As a millennial, the mishap of singing dirty songs as a child has been a nostalgic joke for many but great food for thought for some. I'm not talking about gangsta rap or 90s club anthems like Masters at Work's 2001 smash hit. It's the ones that slip through our mental cracks like Aqua's Barbie Girl.
For some of us, this was a song we performed in preschool, and while it seems harmless when you look back at it, the lyrics encourage young girls to sing about young males to undress them and do with them as they please.
Our dissonance towards the lyrics of songs allows us to enjoy the genres of these tunes which would otherwise ruin the memories attached to them that hold a completely different meaning compared to the message conveyed in the lyrics. These songs age like spoilt milk and we pretend we can still sip from them with a nostalgic glee.

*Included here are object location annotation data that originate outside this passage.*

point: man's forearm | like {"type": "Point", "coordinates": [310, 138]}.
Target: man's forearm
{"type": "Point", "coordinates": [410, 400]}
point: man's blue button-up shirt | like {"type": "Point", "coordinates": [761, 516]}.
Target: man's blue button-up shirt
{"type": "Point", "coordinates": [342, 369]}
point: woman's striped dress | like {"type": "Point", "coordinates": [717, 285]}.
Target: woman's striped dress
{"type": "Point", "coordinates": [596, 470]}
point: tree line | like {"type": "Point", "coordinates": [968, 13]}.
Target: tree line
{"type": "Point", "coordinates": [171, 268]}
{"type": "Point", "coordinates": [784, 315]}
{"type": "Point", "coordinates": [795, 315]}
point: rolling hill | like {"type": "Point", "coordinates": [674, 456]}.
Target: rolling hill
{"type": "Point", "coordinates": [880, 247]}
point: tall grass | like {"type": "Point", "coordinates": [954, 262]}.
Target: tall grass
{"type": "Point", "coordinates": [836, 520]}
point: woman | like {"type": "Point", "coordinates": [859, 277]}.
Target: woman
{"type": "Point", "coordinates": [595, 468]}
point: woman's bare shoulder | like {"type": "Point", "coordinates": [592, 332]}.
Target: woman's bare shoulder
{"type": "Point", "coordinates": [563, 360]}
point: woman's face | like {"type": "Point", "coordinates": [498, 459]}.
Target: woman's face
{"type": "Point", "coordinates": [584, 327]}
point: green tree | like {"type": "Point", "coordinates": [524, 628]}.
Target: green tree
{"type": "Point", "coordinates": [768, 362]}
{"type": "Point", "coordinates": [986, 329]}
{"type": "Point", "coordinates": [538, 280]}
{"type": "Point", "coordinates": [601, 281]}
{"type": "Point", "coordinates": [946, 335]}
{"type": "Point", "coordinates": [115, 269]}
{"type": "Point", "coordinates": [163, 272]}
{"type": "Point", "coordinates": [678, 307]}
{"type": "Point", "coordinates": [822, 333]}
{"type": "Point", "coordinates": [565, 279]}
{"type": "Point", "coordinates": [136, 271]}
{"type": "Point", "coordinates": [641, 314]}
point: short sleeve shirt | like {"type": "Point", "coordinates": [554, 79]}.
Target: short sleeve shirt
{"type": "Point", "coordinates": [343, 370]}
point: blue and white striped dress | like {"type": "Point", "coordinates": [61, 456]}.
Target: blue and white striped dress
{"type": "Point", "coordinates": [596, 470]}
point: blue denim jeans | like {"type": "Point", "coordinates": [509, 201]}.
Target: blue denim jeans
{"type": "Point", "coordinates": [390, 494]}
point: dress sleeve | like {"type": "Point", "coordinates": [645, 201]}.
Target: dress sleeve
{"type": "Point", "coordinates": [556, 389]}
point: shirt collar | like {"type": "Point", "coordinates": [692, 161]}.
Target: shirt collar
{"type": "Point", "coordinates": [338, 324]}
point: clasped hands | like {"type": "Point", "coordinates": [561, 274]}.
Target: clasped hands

It's something evident in the traditional songs sung at funerals or ceremonies we attend.

While Heritage Day is a great time to look back and celebrate our diverse cultures, it also highlights the oddities of our traditions. Movies like Inxeba provoked conversations about the sacrosanct space made for initiates and the issues faced by those who don't fit into the expectations once they are circumcised. Damian Galgut's The Promise left many uncomfortable in how it approached satirising its white characters and their systemic privileges. So naturally, we should be able to look at music the same way and the thought did not hit me until looking at Castle Milk Stout's Afrokaraoke, a copycat of Spokenpriestess' Afri Sauti Karaoke which aims to preserve African traditional music.

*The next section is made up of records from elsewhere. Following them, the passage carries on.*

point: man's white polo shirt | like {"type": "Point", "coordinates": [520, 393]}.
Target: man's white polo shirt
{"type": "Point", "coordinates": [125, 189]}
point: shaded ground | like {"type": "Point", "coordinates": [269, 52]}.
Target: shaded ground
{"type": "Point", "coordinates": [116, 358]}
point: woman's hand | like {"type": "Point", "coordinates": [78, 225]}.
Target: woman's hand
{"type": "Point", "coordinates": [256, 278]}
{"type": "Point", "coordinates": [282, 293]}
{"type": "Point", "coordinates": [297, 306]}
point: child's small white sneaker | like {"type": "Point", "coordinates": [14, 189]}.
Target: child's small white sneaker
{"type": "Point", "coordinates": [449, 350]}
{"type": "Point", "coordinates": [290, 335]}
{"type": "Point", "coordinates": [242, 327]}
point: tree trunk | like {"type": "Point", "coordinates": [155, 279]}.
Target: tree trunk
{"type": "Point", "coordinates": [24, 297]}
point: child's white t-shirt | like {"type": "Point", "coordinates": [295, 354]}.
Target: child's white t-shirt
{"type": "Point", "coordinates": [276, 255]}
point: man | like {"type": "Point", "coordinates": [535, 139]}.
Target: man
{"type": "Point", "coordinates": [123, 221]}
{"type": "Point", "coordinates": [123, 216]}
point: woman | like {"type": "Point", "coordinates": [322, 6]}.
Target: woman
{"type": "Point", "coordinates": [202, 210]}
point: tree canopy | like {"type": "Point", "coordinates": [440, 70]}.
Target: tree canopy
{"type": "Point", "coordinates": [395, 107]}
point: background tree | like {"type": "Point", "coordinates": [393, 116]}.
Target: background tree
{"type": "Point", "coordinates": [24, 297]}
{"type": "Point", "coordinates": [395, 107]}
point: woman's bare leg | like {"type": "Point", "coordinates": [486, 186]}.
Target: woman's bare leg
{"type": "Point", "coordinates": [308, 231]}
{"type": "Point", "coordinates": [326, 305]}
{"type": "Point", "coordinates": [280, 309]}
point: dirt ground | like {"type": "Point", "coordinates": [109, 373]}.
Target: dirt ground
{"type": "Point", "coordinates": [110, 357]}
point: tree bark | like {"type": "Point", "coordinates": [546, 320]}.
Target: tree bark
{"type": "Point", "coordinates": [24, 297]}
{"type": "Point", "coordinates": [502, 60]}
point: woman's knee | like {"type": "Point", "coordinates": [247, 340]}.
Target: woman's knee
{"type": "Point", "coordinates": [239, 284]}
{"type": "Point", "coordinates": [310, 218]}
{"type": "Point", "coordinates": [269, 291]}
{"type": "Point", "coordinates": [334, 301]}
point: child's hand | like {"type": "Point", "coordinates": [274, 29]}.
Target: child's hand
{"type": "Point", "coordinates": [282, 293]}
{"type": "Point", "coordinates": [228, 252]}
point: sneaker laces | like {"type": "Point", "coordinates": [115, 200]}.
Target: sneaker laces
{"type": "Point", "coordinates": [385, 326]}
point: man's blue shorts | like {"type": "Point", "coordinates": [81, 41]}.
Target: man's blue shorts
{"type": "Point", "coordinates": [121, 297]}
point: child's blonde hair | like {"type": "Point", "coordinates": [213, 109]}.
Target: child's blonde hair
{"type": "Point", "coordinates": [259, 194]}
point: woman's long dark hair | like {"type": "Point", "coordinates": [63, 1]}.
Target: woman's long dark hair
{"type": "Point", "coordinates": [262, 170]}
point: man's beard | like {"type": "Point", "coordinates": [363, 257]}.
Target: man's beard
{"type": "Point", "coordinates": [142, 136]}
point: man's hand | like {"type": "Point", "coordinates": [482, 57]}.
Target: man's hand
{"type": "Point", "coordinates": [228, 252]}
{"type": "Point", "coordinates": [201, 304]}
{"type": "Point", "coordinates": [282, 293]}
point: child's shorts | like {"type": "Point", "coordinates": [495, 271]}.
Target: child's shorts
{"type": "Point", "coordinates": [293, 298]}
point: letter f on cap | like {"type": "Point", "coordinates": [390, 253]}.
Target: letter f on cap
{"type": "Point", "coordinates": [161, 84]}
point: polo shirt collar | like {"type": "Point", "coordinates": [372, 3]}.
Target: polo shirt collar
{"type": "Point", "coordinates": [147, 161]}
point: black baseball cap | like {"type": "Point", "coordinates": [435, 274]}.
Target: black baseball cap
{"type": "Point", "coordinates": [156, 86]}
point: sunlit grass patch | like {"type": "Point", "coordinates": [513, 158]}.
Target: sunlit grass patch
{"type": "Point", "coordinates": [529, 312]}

In a campaign Milk Stout recently ran, young folk in urban areas were asked to finish the lyrics of songs typically sung at funerals or weddings and they struggled beyond shameful humming to finish the storied songs. It's a cause for concern as cultures of the African continent are oral histories, with music being a key to passing them down from generation to generation.

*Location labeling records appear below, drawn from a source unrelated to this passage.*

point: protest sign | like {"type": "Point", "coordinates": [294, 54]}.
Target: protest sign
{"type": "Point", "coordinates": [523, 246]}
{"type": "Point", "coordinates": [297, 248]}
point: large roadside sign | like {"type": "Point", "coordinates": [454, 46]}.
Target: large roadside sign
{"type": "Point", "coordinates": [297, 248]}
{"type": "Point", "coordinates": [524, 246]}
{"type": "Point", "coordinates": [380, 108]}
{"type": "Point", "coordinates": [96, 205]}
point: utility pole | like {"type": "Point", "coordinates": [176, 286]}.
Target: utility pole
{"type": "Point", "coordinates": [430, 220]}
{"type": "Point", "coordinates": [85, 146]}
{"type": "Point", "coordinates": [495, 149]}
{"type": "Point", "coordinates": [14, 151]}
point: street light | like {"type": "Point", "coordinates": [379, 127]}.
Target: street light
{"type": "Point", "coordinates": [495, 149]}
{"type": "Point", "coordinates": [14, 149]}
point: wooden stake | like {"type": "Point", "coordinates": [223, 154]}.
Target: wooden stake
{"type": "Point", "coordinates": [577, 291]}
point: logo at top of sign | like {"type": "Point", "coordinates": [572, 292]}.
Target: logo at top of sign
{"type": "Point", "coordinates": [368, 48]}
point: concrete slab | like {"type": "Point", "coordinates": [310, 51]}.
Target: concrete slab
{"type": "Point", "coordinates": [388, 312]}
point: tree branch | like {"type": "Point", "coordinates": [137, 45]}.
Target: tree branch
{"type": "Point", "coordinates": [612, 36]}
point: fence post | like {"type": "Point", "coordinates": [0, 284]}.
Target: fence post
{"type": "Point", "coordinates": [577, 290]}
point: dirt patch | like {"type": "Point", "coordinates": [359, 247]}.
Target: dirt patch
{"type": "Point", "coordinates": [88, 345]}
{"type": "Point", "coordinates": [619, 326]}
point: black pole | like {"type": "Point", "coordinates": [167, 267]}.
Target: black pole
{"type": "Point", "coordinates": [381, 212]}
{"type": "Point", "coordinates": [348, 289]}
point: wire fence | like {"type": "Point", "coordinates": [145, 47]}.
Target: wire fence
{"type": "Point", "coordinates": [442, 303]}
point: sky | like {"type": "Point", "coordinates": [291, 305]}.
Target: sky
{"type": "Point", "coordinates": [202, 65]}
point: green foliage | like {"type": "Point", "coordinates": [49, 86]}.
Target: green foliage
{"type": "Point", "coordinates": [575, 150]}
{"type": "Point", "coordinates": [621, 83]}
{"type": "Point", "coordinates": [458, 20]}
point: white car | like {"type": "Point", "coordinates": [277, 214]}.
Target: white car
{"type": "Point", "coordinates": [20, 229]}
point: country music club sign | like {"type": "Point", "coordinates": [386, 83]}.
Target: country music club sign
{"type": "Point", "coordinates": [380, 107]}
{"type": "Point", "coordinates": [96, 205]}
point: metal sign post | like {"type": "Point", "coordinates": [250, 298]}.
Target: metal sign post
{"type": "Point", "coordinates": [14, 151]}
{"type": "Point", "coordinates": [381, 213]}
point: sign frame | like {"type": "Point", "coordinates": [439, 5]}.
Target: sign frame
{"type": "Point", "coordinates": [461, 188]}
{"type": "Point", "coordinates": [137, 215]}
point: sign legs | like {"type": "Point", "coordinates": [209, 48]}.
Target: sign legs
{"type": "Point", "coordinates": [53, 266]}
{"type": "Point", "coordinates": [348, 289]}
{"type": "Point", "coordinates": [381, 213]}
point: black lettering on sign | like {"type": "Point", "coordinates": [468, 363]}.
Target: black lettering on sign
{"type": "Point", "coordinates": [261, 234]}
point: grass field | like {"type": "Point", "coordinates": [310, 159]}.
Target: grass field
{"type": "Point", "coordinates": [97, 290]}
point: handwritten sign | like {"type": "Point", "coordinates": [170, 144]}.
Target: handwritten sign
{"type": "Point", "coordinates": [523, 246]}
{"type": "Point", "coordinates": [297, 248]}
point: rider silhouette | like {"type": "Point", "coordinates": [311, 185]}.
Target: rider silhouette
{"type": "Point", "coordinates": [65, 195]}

In today's lingo, this has been called “losing recipes”, highlighting how many don't know what to do in cultural settings where young audiences have neglected and eventually forgotten the important music that translates into the different tribes and languages of South Africa. Songs like Umakoti which rejoice in the labour of a new bride and the Sotho wedding chant Tswang, Tswang, Tswang, lean heavily into colourism and are guilty of the Barbie Girl contradictions.
We keep some of these songs around and hardly sing them with any meaning. When speaking to Yanga Chief and Ntate Stunna who collaborated with Afro-Karaoke, they shared that these are just songs that need to be kept around. For them, they speak into the histories we have and the stories we told at the time, good and bad. On the flip side, that's not necessarily the conversation we get to have with these songs that still get sung instead of being a known history.
Much like the lyrics to pop songs that seem harmless, our traditions need better confrontation or perhaps rewriting. We run the risk of participating in traditions we don't agree with whenever when we see them as sacred and untouchable. Rather than worrying about how well today's youth can start a hymn to welcome in a new bride or say goodbye to family members and friends, perhaps we should start singing new songs that won't alienate savvy South Africans who will relate to weddings that are kicked off with an a cappella version of Sister Bettina.